O Brasil é reconhecido internacionalmente pelo seu desempenho no enfrentamento das barreiras econômicas ao acesso á justiça, visto que foi um dos primeiros países do mundo a ter uma lei nacional de gratuidade, qual seja Lei 1.060/50[6].

Importante ressaltar que o Brasil também se destacou com a instituição dos Juizados Especiais Cíveis, regido pela Lei 9.099/95[7], que é um órgão jurisdicional cuja atuação, num primeiro momento, é feita sem custos para as partes. Ademais, o País também foi pioneiro na implementação de órgãos voltados ao atendimento de partes em condições especiais, tais como o Idoso (Lei 10.741/03), a criança e o adolescente (Lei nº 8.069/90), dentre outras, e das populações carentes. De fato, as Defensorias Públicas desempenharam papel fundamental, não apenas permitindo o acesso desonerado aos tribunais, mas também o acesso á informação jurídica e á solução compositiva de conflitos (Lei Complementar 80/94).
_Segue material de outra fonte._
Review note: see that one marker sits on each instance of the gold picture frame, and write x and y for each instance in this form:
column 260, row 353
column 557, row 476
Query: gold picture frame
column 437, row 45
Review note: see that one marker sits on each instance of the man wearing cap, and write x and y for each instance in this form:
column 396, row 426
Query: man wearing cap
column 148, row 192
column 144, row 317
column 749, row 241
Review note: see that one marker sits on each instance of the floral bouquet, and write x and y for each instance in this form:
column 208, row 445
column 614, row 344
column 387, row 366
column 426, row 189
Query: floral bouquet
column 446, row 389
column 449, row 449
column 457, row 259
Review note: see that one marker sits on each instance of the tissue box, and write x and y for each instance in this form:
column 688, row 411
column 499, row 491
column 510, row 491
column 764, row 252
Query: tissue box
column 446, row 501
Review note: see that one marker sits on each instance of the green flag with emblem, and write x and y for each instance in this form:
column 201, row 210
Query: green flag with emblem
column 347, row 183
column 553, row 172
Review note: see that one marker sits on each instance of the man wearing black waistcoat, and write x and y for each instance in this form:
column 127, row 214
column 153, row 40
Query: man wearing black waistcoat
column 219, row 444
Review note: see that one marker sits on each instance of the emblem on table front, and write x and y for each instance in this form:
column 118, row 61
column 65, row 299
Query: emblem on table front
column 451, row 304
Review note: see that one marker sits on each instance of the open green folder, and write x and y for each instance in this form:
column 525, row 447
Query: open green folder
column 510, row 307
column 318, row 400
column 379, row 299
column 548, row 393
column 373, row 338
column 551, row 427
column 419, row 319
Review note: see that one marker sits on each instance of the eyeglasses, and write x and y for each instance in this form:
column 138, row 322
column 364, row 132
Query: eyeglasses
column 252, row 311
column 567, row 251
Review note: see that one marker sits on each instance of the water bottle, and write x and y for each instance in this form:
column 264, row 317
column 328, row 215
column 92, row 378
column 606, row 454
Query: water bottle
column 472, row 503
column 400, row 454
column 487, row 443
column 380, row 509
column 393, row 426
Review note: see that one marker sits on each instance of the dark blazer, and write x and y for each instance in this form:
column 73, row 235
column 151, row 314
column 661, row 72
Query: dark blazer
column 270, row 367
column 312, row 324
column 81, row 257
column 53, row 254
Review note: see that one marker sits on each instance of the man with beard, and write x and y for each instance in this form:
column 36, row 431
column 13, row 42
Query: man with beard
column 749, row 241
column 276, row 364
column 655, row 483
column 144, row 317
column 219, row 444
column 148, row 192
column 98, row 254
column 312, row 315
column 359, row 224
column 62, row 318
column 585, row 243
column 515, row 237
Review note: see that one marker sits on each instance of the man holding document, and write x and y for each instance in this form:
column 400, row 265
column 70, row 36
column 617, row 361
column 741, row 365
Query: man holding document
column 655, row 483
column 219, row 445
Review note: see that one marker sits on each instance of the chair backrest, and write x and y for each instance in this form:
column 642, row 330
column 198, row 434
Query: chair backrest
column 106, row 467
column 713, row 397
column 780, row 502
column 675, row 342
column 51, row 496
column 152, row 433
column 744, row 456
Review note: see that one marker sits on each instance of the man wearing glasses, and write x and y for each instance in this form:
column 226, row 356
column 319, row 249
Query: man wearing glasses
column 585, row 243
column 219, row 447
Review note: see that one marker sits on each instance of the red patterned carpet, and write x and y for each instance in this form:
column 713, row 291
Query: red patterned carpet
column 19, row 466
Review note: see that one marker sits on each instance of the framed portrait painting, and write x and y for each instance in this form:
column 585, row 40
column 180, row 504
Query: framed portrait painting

A segunda onda renovatória foi marcada pela implementação da tutela dos interesses e direitos coletivos "lato sensu", representando, de um lado, a ruptura com os modelos liberais-individualistas que estruturaram os ordenamentos jurídicos construídos após o período das Revoluções Burguesas, e, por outro lado, a adequação da tutela jurisdicional à nova realidade social, dominada pelos conflitos de massa, fortemente vinculadas aos contornos políticos, econômicos e sociais vigentes. Neste seguimento, Cappelletti[8] sustentou a criação de ações especificamente voltadas a atender os interesses coletivos, titularizadas por legitimados extraordinários e com eficácia para os outros, que não apenas as partes do processo (erga omnes).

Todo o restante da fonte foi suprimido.